Much as I love mince pies, gingerbread, candy canes, yule log, mulled wine and all the other treats associated with Christmas, overindulgence often leaves me craving something really light and fresh and healthy. This salad is my favourite at the moment, as it has lots of flavour but goes some way to shaking off the sugar coma. I think it would make a nice side dish on the Christmas dinner table, too, as it’s full of seasonal ingredients and flavours that compliment the traditional feast.
For the salad:
- 100g curly kale, stalks cut off, massaged
- 50g dried cranberries
- 150g soft goats’ cheese, finely chopped or crumbled
- 50g pecans, roughly chopped
- 50g pumpkin seeds
- 500g butternut squash or sweet potato
- one bunch of spring onions, thinly sliced
For the dressing:
- juice of 1 orange
- 1 tbsp white wine vinegar
- 2 tbsps olive oil
- 1 tsp dijon mustard
- Preheat the oven to 200 degrees C. Peel and chop the butternut squash, cutting it into small chunks. Lay out on a greased baking sheet, drizzle with 1tbsp olive oil and roast for 25-30 minutes, or until cooked.

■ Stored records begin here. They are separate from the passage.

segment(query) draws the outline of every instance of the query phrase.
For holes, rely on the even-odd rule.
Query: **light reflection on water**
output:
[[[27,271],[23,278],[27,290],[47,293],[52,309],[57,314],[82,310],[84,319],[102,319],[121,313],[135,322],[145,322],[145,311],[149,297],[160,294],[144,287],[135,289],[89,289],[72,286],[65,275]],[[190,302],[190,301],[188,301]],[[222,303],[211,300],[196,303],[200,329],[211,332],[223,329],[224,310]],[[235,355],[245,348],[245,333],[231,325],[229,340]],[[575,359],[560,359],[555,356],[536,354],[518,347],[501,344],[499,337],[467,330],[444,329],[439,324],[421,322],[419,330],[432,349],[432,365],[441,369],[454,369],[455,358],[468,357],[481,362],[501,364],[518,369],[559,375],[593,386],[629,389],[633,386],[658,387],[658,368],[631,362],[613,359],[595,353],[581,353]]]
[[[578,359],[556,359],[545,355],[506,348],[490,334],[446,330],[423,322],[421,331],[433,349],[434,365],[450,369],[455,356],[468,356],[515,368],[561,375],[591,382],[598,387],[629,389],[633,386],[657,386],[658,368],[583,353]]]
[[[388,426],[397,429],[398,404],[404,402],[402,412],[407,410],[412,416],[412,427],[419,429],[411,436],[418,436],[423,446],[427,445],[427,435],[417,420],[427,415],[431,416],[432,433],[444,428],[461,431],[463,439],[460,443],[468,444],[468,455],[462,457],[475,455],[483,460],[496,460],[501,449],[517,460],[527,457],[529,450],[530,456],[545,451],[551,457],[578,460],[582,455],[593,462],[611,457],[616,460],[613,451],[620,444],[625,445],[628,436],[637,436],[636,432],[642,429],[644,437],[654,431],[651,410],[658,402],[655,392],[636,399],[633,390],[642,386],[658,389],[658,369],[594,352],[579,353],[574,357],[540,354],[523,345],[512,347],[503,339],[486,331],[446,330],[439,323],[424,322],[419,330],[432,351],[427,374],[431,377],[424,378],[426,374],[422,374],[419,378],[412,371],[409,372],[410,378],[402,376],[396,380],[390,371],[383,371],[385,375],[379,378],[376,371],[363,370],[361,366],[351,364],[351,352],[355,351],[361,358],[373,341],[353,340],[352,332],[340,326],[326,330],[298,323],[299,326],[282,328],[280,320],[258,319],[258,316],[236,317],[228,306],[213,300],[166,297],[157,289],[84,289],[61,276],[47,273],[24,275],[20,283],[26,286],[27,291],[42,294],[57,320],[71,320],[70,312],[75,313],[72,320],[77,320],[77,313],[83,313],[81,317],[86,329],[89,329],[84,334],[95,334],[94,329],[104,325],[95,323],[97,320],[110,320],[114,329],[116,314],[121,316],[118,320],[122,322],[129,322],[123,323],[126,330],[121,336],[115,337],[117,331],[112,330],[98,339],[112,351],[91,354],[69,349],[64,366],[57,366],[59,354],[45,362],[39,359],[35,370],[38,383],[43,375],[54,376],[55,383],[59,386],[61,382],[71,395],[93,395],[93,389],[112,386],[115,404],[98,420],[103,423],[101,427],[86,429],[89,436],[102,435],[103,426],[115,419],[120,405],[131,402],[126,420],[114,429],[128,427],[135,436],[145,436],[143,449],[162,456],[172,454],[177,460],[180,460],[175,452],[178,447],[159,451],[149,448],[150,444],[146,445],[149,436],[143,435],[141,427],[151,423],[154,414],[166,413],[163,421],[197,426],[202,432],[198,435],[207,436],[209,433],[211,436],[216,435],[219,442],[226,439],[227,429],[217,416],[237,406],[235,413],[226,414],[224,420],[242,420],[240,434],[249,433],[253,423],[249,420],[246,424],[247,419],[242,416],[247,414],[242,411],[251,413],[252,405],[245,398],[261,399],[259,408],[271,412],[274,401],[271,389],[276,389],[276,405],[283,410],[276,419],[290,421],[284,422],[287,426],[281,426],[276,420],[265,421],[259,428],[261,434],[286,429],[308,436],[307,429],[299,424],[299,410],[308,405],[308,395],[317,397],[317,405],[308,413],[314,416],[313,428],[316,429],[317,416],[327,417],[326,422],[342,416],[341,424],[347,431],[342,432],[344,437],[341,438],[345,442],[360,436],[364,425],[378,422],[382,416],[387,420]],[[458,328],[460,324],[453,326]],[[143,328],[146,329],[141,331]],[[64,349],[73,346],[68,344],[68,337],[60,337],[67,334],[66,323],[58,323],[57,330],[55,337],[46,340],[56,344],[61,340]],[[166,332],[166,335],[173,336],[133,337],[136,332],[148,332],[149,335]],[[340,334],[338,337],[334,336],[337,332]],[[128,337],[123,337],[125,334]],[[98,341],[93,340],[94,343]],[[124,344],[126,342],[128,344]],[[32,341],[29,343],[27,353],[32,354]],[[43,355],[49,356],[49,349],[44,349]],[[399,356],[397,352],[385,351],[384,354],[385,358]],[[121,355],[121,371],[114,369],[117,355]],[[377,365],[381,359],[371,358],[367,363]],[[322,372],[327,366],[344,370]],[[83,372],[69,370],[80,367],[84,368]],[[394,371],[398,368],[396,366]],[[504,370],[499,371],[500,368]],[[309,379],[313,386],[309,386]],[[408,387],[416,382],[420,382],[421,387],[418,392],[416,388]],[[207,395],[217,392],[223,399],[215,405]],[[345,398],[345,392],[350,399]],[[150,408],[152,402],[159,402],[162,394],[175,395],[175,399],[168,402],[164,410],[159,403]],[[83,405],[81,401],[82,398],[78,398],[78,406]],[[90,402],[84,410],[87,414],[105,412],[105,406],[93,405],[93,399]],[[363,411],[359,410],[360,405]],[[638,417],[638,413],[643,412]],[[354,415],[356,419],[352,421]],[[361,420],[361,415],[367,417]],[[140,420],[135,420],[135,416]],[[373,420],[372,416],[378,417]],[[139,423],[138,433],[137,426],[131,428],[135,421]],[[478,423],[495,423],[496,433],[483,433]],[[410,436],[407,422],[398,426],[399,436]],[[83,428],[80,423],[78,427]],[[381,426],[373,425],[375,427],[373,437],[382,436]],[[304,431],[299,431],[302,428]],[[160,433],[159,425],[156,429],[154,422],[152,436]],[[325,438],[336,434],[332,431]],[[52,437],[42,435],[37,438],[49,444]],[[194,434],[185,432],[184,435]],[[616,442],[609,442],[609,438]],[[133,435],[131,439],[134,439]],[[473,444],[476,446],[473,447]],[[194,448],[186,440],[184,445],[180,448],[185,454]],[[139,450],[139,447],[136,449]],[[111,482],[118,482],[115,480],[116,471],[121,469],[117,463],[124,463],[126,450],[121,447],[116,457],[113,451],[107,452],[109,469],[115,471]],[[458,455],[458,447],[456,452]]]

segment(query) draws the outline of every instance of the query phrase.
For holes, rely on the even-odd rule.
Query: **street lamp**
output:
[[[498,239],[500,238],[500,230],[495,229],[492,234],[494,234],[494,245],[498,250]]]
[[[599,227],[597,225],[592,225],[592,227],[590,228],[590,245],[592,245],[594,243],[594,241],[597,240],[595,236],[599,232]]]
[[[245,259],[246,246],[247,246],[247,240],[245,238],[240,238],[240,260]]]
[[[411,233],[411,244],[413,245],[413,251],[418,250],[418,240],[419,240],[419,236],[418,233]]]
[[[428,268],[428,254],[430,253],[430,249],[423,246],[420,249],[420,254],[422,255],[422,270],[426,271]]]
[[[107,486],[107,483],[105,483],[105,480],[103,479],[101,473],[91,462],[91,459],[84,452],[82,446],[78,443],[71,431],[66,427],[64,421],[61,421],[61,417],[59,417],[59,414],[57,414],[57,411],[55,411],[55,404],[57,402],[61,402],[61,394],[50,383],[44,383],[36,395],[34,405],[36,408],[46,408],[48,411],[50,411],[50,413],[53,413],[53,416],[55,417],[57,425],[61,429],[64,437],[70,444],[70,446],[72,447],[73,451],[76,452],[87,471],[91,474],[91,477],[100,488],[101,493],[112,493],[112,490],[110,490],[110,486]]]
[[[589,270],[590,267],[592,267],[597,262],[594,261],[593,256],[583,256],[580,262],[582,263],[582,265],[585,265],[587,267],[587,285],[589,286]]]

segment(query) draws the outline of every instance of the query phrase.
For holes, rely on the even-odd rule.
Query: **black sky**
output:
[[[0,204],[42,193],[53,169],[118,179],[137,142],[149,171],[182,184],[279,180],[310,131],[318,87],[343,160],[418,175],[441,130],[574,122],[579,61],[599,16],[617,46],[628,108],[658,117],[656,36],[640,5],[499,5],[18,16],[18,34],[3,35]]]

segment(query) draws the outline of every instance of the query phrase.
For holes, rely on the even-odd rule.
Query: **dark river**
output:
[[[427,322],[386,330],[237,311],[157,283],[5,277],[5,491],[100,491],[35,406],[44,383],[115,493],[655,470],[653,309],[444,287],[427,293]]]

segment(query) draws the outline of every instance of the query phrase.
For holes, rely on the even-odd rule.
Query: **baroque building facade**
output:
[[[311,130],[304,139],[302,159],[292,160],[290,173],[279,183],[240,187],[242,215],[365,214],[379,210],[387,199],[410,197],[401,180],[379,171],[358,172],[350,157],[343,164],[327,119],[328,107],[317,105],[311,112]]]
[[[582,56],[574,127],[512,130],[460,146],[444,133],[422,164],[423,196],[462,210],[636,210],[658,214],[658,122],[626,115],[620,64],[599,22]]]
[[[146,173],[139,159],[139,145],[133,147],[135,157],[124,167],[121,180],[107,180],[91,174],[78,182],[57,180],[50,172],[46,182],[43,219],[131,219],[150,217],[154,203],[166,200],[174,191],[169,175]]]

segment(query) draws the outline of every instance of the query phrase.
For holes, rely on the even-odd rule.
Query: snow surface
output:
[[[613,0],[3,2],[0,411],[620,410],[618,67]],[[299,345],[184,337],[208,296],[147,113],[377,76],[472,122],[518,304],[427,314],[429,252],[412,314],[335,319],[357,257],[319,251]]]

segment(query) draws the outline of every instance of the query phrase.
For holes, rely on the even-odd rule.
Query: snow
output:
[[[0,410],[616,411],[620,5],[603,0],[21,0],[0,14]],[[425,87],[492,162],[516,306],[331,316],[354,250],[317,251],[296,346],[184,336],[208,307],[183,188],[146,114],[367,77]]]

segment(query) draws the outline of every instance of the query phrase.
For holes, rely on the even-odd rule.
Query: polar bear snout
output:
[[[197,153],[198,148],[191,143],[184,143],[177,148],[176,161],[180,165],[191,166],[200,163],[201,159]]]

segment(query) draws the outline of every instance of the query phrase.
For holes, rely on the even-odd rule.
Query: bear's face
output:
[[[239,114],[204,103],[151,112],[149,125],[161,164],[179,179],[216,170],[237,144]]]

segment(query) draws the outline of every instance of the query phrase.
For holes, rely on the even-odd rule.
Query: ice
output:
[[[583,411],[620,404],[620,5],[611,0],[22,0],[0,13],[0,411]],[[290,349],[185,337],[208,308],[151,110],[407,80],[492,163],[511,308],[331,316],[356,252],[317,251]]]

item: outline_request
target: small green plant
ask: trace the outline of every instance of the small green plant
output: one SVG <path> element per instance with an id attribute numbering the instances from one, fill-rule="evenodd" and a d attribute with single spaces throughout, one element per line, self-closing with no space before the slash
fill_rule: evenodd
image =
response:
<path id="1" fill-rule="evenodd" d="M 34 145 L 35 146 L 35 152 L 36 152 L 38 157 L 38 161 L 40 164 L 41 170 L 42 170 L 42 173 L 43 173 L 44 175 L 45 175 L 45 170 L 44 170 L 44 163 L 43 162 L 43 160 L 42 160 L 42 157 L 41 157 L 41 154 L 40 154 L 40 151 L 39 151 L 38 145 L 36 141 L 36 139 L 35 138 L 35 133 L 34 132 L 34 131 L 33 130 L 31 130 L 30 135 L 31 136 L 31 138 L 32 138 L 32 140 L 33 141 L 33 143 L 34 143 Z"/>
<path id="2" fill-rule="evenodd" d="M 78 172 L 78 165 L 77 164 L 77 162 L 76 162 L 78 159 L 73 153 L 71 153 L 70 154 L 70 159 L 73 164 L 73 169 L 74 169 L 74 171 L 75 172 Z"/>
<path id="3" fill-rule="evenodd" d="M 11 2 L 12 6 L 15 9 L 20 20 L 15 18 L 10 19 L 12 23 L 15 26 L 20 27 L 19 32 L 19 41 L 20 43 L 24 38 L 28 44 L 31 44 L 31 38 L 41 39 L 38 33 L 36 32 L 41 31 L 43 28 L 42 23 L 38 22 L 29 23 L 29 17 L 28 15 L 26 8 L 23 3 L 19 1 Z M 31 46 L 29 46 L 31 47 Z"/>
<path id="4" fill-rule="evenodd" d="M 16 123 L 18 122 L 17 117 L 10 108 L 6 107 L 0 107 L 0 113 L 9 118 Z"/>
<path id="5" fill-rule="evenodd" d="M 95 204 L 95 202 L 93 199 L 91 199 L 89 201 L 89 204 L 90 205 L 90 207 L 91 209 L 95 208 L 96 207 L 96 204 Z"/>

- On a separate baking sheet, lay out the pecans and pumpkin seeds, and roast for 5-7 minutes at the same temperature, until toasted and fragrant but not burnt.
- Wash and dry the kale, then cut out and discard the stalks so you only have the leaves. Massage them gently to bring out the flavour and make them softer — sounds weird, I know, but it does make a difference!
- In a large serving bowl, toss all the ingredients together. For the dressing, simply mix together all the ingredients and serve alongside the salad.